Wednesday, March 11, 2009

Forecasting the Next Five Years

The most likely course of the next five years currently appears to be an increasingly severe recession at least until the mid-term election, followed by serious reform, recovery, and a new bubble. (No, we never learn.) This picture is not very cherry, but there are several quite conceivable scenarios that are much worse...scenarios that we as a nation have full power either to turn into reality or prevent, depending on the maturity of our collective judgment.

The next couple years look very grim in economic terms because:

  1. everyone has now learned the lesson that we have been living beyond our means and that the elite are taking care of themselves first, the needy second; seeing a storm coming, everyone will be diving for cover;
  2. government responses to the recession have been monetary (bailouts to financial institutions, encouragement to people to buy things they cannot afford) or legal (efforts to keep people in homes they cannot afford) rather than substantive (creating useful work, e.g., rebuilding infrastructure).

Really, folks, does anyone outside of the Washington elite actually think that encouraging people already in debt to spend more money on junk Chinese consumer goods will help this country get back on its feet?

Over the longer term, I will go way out on a limb and make the assumption that individual Americans will start thinking, tighten their belts, plan for a more responsible individual future, and in that way slowly regain their economic balance. The land, after all, is rich, and the population is still fairly well educated. In fact, while jobs are scarce is exactly the time to get yourselves even better educated. Meanwhile, pent-up demand will rise, facilitating (oh, no!) yet another housing bubble. Perhaps by the mid-term election things will be bad enough to get some genuine reformers into Congress, greatly facilitating the renewal of faith in our system and a recovery. (Or, if things get bad enough, giving us the courage to invent a new system.) At the same time, historic inflationary pressure will be building because of the way the Government is printing bailout money to pay off all those rich folks who gambled and deserve to lose (but won't because they run things).

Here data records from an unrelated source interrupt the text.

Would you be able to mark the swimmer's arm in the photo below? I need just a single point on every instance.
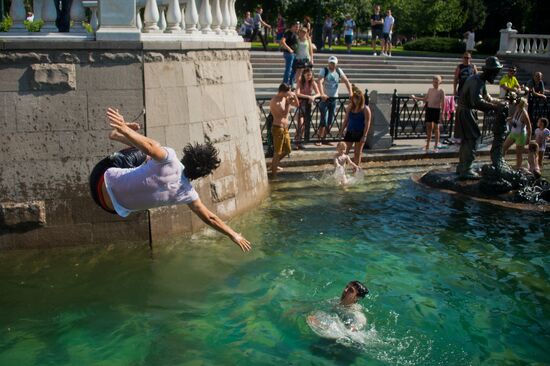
(216, 223)
(145, 144)
(367, 123)
(346, 121)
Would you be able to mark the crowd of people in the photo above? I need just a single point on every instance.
(255, 28)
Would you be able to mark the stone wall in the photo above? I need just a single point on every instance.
(52, 106)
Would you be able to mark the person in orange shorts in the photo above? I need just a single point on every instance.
(280, 107)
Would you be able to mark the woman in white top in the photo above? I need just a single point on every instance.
(304, 53)
(520, 131)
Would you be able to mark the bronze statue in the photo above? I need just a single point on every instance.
(474, 96)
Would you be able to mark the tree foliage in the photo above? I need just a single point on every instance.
(420, 17)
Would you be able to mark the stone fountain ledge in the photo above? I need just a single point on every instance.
(445, 181)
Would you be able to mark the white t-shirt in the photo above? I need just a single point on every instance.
(348, 27)
(152, 184)
(388, 22)
(332, 79)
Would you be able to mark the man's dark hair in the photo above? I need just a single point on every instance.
(199, 160)
(283, 88)
(361, 289)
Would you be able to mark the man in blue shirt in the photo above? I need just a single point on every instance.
(329, 79)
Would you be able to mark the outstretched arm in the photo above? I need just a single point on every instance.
(215, 222)
(127, 135)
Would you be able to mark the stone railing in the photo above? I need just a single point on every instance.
(512, 43)
(133, 20)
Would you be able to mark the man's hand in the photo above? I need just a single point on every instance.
(116, 121)
(242, 242)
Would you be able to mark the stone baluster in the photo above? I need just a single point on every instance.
(226, 15)
(162, 22)
(94, 20)
(49, 15)
(173, 17)
(216, 17)
(37, 9)
(139, 23)
(191, 17)
(78, 15)
(234, 19)
(205, 17)
(151, 17)
(183, 18)
(92, 5)
(521, 46)
(18, 15)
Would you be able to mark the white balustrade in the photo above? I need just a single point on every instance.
(78, 15)
(191, 17)
(167, 19)
(183, 18)
(226, 15)
(18, 15)
(173, 17)
(37, 9)
(49, 15)
(139, 23)
(162, 21)
(216, 16)
(151, 17)
(512, 43)
(234, 19)
(94, 21)
(205, 17)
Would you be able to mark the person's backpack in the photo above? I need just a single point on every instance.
(337, 70)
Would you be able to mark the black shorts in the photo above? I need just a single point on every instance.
(376, 33)
(301, 64)
(127, 158)
(353, 136)
(432, 115)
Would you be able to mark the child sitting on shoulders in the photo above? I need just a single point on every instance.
(542, 135)
(340, 161)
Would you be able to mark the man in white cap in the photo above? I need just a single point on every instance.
(329, 79)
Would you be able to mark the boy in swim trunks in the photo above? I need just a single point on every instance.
(279, 106)
(435, 99)
(147, 175)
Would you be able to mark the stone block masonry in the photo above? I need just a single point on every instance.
(52, 115)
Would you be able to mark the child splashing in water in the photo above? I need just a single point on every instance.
(340, 161)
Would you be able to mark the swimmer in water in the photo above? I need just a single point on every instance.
(340, 161)
(349, 313)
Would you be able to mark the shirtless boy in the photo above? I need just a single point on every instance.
(280, 107)
(435, 100)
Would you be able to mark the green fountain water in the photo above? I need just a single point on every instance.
(452, 282)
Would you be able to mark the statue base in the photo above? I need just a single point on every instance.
(501, 186)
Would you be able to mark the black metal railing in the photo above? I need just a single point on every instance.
(538, 107)
(407, 120)
(311, 120)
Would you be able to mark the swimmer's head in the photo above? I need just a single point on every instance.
(341, 146)
(199, 160)
(353, 292)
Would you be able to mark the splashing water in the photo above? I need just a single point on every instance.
(338, 177)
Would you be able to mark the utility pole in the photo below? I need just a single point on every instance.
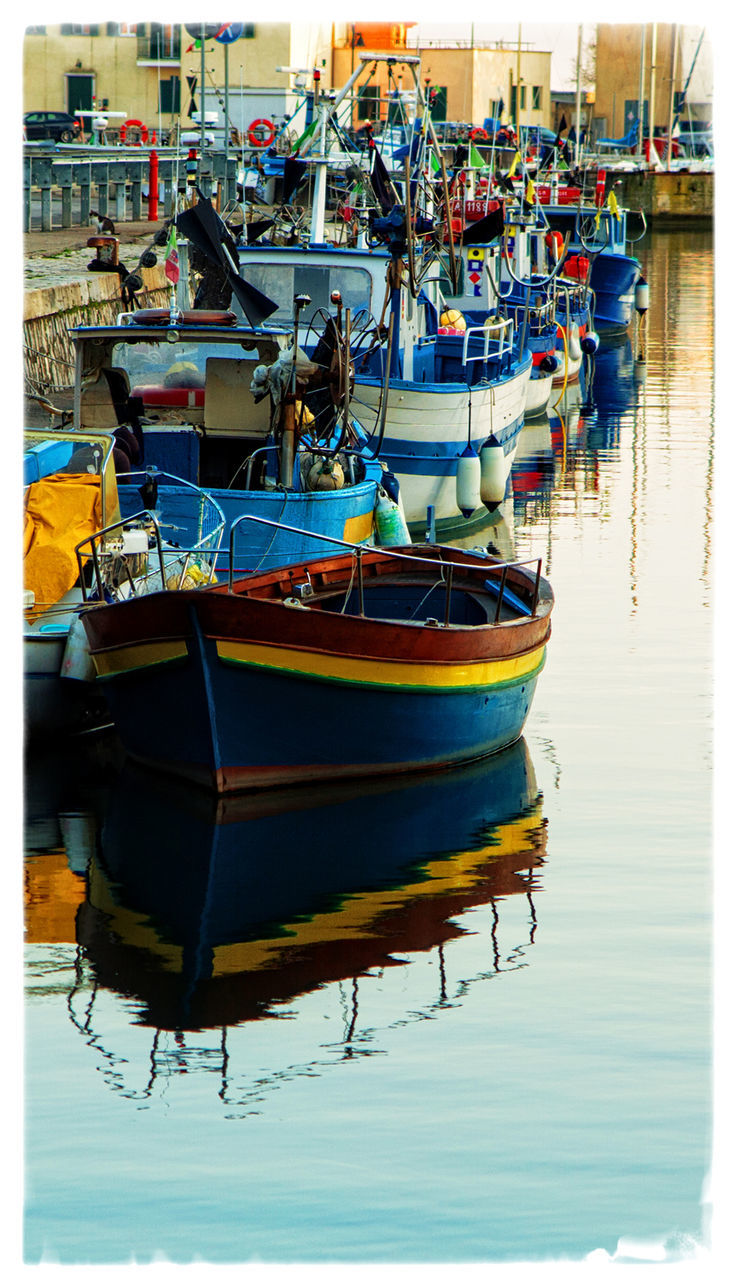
(578, 117)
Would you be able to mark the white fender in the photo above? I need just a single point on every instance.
(469, 481)
(492, 474)
(77, 661)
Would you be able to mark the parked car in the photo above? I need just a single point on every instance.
(56, 126)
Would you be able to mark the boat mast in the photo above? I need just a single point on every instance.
(578, 109)
(652, 103)
(674, 49)
(640, 103)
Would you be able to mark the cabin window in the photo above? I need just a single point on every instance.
(281, 283)
(369, 103)
(514, 100)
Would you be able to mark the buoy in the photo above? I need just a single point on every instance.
(469, 481)
(389, 521)
(574, 346)
(325, 474)
(642, 296)
(492, 474)
(555, 243)
(453, 320)
(261, 133)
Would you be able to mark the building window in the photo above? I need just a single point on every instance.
(514, 95)
(438, 103)
(161, 44)
(169, 96)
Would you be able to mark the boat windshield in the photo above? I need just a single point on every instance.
(282, 282)
(169, 364)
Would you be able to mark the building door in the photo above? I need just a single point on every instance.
(631, 106)
(80, 92)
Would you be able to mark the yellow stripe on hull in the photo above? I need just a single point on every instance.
(370, 671)
(357, 529)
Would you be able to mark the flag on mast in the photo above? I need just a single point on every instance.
(172, 260)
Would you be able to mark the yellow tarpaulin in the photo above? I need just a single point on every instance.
(60, 512)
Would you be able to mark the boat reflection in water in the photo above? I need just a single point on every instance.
(204, 914)
(615, 392)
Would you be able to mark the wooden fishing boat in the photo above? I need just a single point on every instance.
(72, 499)
(354, 664)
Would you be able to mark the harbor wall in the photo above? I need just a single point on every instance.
(669, 195)
(50, 312)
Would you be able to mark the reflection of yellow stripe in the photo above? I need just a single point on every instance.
(370, 671)
(359, 914)
(131, 658)
(356, 915)
(357, 529)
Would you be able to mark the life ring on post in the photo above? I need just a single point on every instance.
(135, 124)
(254, 133)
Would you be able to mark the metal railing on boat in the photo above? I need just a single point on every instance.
(359, 551)
(210, 531)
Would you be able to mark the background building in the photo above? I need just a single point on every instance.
(151, 72)
(468, 81)
(625, 56)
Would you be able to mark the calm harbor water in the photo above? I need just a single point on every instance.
(451, 1020)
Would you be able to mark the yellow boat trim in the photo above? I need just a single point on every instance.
(357, 529)
(113, 662)
(377, 671)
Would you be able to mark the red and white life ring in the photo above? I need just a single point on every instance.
(255, 131)
(136, 124)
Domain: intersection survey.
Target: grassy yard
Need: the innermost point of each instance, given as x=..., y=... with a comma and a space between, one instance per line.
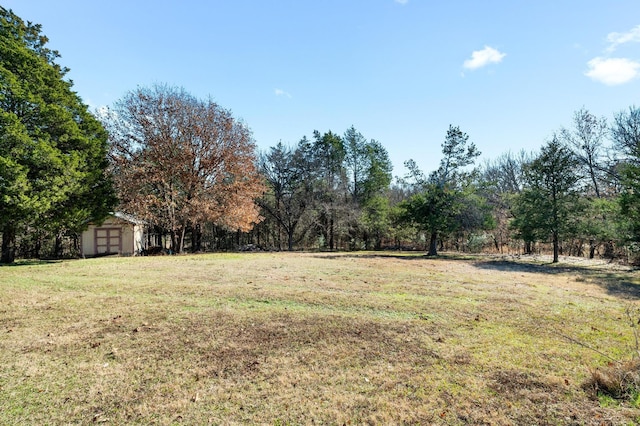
x=304, y=338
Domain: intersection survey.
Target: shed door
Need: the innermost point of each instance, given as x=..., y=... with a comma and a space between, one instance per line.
x=108, y=240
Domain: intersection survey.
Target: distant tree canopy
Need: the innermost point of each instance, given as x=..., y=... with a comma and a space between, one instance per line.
x=52, y=150
x=327, y=189
x=179, y=162
x=444, y=201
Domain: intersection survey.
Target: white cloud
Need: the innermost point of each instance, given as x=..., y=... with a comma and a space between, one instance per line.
x=613, y=71
x=616, y=39
x=280, y=92
x=484, y=57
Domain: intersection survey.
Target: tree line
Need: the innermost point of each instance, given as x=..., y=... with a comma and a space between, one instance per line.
x=192, y=172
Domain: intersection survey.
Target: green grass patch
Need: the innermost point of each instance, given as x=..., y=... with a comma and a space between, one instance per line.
x=298, y=338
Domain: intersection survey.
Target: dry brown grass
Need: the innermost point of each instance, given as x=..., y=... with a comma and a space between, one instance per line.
x=304, y=338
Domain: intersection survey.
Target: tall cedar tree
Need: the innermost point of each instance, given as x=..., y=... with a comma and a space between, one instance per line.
x=179, y=162
x=549, y=205
x=440, y=202
x=625, y=133
x=52, y=150
x=286, y=172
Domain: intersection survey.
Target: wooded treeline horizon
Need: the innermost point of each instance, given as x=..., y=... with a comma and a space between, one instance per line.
x=192, y=171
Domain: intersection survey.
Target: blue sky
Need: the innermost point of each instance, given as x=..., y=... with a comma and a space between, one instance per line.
x=507, y=72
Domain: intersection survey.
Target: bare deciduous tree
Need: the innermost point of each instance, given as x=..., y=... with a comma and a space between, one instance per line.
x=179, y=162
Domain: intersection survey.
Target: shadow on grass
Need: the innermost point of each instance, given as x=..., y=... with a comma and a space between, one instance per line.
x=619, y=283
x=29, y=263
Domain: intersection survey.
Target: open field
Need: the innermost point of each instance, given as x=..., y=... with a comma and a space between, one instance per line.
x=303, y=338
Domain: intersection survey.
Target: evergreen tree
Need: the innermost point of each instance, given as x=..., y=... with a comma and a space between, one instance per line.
x=549, y=206
x=52, y=150
x=441, y=201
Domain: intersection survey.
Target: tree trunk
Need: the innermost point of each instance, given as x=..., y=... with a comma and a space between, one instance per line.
x=8, y=245
x=433, y=244
x=331, y=233
x=290, y=240
x=57, y=249
x=592, y=249
x=196, y=239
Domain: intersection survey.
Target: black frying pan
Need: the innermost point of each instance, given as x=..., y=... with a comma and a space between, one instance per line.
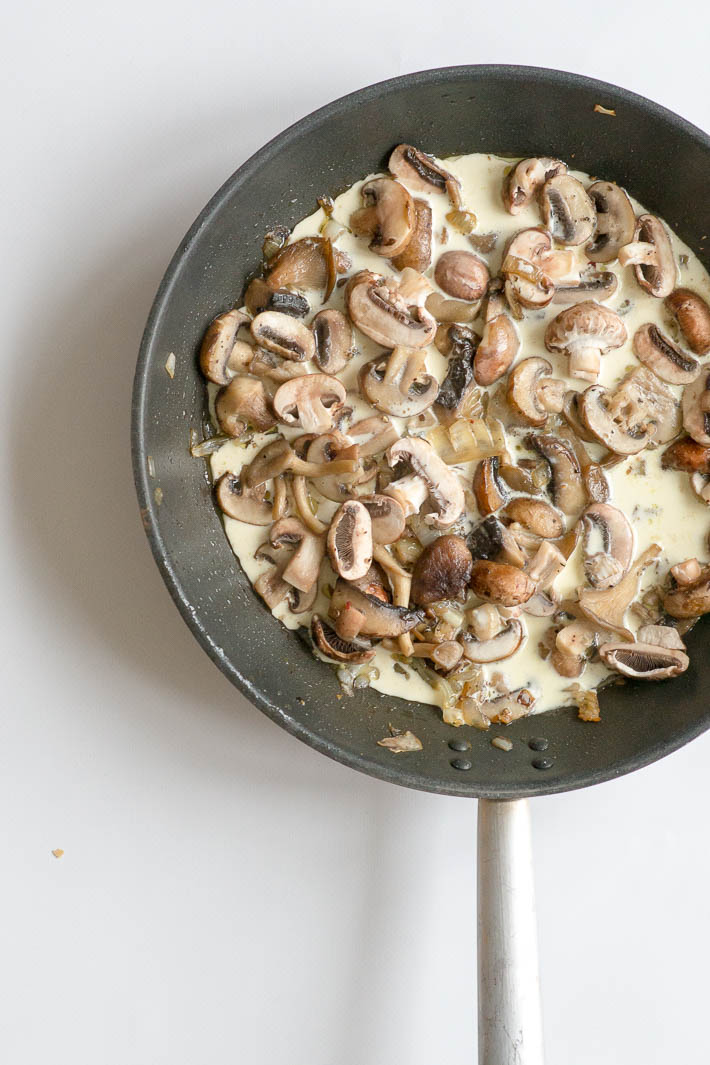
x=508, y=111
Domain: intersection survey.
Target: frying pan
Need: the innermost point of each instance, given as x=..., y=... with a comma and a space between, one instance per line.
x=502, y=110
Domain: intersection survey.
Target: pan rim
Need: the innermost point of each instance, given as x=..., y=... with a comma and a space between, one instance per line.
x=149, y=510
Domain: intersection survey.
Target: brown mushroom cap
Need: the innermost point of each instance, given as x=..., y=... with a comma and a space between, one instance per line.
x=442, y=571
x=526, y=179
x=462, y=275
x=693, y=315
x=615, y=222
x=378, y=309
x=567, y=211
x=241, y=404
x=387, y=217
x=585, y=331
x=666, y=360
x=650, y=252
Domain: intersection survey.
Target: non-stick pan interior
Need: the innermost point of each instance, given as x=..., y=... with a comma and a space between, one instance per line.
x=510, y=111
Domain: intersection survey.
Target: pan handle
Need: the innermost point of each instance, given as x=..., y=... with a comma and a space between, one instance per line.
x=509, y=1008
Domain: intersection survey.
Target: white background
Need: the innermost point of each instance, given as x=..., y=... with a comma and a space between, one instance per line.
x=227, y=895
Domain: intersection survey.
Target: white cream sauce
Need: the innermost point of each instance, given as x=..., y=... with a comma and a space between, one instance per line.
x=660, y=505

In sum, a real depression over the next couple years seems increasingly likely with each passing day, followed by a recovery and dangerous inflation/housing bubble. That rather depressing prediction is actually the good news. It rests on four questionable assumptions:

1. individual American economic frustration and disgust at Government irresponsibility will not translate into widespread rioting, troops firing on crowds, marshal law, etc.;
2. no foreign enemy will figure out a way to take major advantage of our momentary weakness to create a "whole new ball game;"
3. the FDIC protection of individual bank accounts will remain in place, preventing a run on the banks;
4. food supplies will not be disrupted.

Invalidation of any of those assumptions would create a truly dangerous situation. Fighting in the streets is more of a danger than might be thought. The shocking Federal Government behavior in New Orleans and the use (already!) of local SWAT forces to attack foreclosed homeowners both show the proclivity of government to pour gasoline on fires by immediately resorting to force to solve all problems. No one knows how many members of the elite would really not mind provoking violence in order to find an excuse to enhance their own power, especially when the alternative may become a punitive reform program to reallocate resources from the rich to the people.

The assumption that no foreign enemy will entrap us also rests on shaky ground. If the Afghan insurgency sucks massive U.S. reinforcements into Afghanistan and the insurgents then turn their full efforts toward cutting the supply lines, the U.S. will face a significant threat. Al Qua'ida may also yet figure out a way to take advantage of the convenient U.S. target in Iraq. Even more dangerous is the possibility that the ascendent Israeli extremists will trick the U.S. into a war with Iran. The shocking ease with which the Israeli hardliners in recent days have asserted control over Obama Administration appointments (e.g., chairman of the NIC) illustrates the power of this group.

Even if foreign affairs do not worsen the economic crisis, the response of the Washington elite over the last six months to the recession raises the prospect of another scenario: endless denial. It is beginning to appear increasingly plausible that the elite will never come to grips with the need for responsible reforms, that it will simply continue in denial, trying to protect itself, and allowing the population to struggle along pretty much on its own. This recession is in no sense a normal part of the capitalist business cycle; rather, it is a completely manufactured crisis - manufactured by elite irresponsibility facilitated by intentional efforts by government to facilitate the enriching of the rich combined with individual irresponsibility. Thus, the crisis could be ended fairly rapidly by a turn toward good government; by the same logic, the failure of Washington to clean up its act could prolong this recession for the foreseeable future. The threat of endless Washington corruption and governance for the sake of the rich is probably the greatest danger facing the U.S. today.